2. Backstabbers and rumor-mongers. It absolutely amazes me that some workplaces can be such hotbeds of rumor activity and backstabbing. You can't use the bathroom without everyone knowing what you did in there, including consistency and color. (Ok, that's gross, but you get the idea.) A man can't even stop and talk to a woman at her desk, or carpool with her, or sit at the same lunch table ....because the rumors fly and all of a sudden, the rumor-mongers have the two of them having sex at lunch at the nearest hideaway. :doh:

3. Kids who are allowed to be disrespectful to their parents and other adults, or who refuse to listen to their parents - regardless of age. I was raised to respect adults, and have raised my children the same way. My kids would never even think of getting up in my face and screaming at me, back-talking, or refusing to do something that I asked them to do. As I get older, I find that I'm becoming less and less tolerant of disrespectful behavior from kids.

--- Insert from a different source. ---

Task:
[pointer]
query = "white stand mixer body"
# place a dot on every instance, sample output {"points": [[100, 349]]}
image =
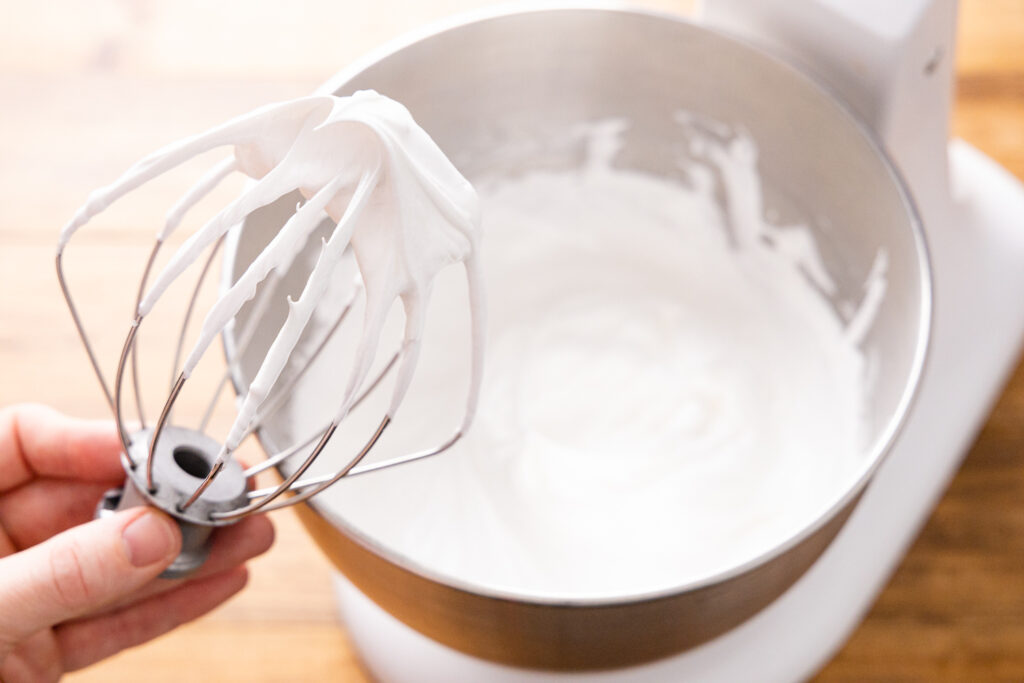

4. Eggshells in food. I don't know why it is, call it luck, I guess, but if I buy an Egg McMuffin, I will inevitably get an eggshell in my sandwich. Same goes for egg salad sandwiches, or even the chopped hardboiled eggs on the salad bar at work. If I bite into anything containing egg and hear/feel that CRUNCH between my teeth, I'm done - I won't be able to eat the rest of my meal. It almost makes me physically ill.

5. People who don't follow through on promises to kids. This is a big one for me. If you make a promise to a child, keep it - or don't be surprised when the kid resents you later and treats any future promises with skepticism. If you're not sure you can keep the promise, don't make it.